Die Reihe des Aufspringens war nun an Vergennes. Er schnellte empor wie Indianer, wenn sie den ›Warwhoop‹ — das Kriegsgeschrei — hören. Der Champagnerdunst, der sich leicht über seine Stirn hingelagert hatte, war mit einem Mal verschwunden. Er wollte nicht impoli sein.

»Ruhig, lieber Neffe!« mahnte Papa Menou. »Sie haben diese Lehre verdient. Sie waren wirklich impoli! Setzen Sie sich!«

Und der Brausekopf setzte sich, die anderen gleichfalls. Der sonst so stille Richard Moreland nahm eine Rednermiene an. Howard kam das Ganze, so ernst es war, jetzt ein wenig drollig vor.
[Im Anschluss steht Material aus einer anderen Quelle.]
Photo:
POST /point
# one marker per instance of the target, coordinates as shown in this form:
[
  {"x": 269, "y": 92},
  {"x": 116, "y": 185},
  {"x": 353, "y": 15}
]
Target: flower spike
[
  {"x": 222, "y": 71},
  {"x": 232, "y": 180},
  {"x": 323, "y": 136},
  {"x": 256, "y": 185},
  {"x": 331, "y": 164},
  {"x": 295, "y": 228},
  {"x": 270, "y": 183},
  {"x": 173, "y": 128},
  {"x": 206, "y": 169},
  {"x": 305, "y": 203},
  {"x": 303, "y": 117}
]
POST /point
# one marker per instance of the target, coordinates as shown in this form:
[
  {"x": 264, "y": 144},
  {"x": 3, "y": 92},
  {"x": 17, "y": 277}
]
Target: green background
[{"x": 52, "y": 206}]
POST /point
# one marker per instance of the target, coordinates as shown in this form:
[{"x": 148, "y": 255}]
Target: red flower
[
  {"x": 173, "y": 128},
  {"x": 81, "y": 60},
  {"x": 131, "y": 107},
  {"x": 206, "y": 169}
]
»Unsere Sklaven wurden uns wirklich aufgedrängt«, begann Richard. »Wir sind daher für die Entstehung dieses Übels bei uns nicht verantwortlich. Sie wissen, daß wir noch vor weniger denn sechzig Jahren unter der Krone von Großbritannien standen. Diese nahm das Recht für sich in Anspruch, den Handel ihrer Kolonien zu regeln, und übte es in einem Umfang, der zugleich darauf berechnet war, die Kolonien so lange wie möglich in Abhängigkeit vom Mutterland zu erhalten. Alle Parlamentsakten weisen dies nach, indem sie einzig dahin abzielten, den Handel der in Großbritannien wohnenden Untertanen zu begünstigen und den der Kolonisten in Amerika zu beschränken oder ganz zu verhindern. Diese hatten keine Seeschiffe und durften keine haben, bloß Küstenschiffe waren ihnen gestattet: die See- und Kauffahrteischiffahrt war den in den vereinigten drei Königreichen wohnenden Untertanen Seiner britischen Majestät vorbehalten, die allein das Monopol hatte, solche Waren ein- und auszuführen, wie sie die Regierung erlaubte. Ein Zweig dieses erlaubten Handels wurde bald, nachdem die Kolonien einigen Wohlstand erreicht hatten, die Einfuhr afrikanischer Negersklaven. Die erste Einfuhr erfolgte im Jahre 1620 mit Bewilligung der britischen Regierung durch ein holländisches Schiff. Dann aber riß die Regierung sogleich diesen Handel ganz an sich und erlaubte ihn hinfort bloß britischen Schiffen, in britischen Seehäfen ausgerüstet und Briten gehörig. Mit einem Wort, sie erhob ihn zum Monopol, und dagegen konnten und durften die Kolonisten im allgemeinen nichts einwenden. Aber sehr viele wandten sich gegen die Einfuhr der Afrikaner.«

Richard machte eine kleine Pause und fuhr dann fort:

»Die schwarzen Afrikaner wurden gleich anderen Handelsartikeln wie Tee, Zucker und Gewürze auf offenem Markt feilgeboten und losgeschlagen. Die Kolonisten fürchteten, diese Einfuhr müsse die Sklaverei in ihrem Lande einwurzeln. Daher verursachte die Ankunft der ersten Sklavenschiffe auch allgemeinen Alarm. Man beschloß Vorstellungen beim britischen Parlament gegen diesen Menschenhandel, man flehte die Krone an, die Kolonien mit der Einfuhr der Afrikaner und damit der Sklaverei zu verschonen. Massachusetts, Pennsylvania, Maryland, Virginia taten es, andere folgten diesem Beispiel. Ich will nur Georgia anführen, die jüngste und letzte der unter Englands Herrschaft gegründeten Kolonien. Ihre Entstehung fällt in die letzten Jahrzehnte der ersten Hälfte des 18. Jahrhunderts. Ihr Gründer und erster Gouverneur war der treffliche Oglethorpe. Kaum war die Kolonie gegründet, als auch bereits britische Sklavenschiffe in den Seehäfen Georgias eintrafen und mit Bewilligung der britischen Regierung ihren Markt eröffneten. Vergebens erhoben der Gouverneur und der gesetzgebende Rat Einspruch — sie wurden abgewiesen. Sie reichten neue, dringendere Bittschriften ein, ein zweites, drittes, viertes Mal, zehnmal hintereinander. Die endliche Antwort war, daß der Gouverneur abgesetzt und der Rat mit einem Verweis entlassen wurde. Und die Sklaveneinfuhr erfolgte stärker als je.«

»Aber mußten die Kolonisten diese Sklaven kaufen?« fragte d‘Ermonvalle.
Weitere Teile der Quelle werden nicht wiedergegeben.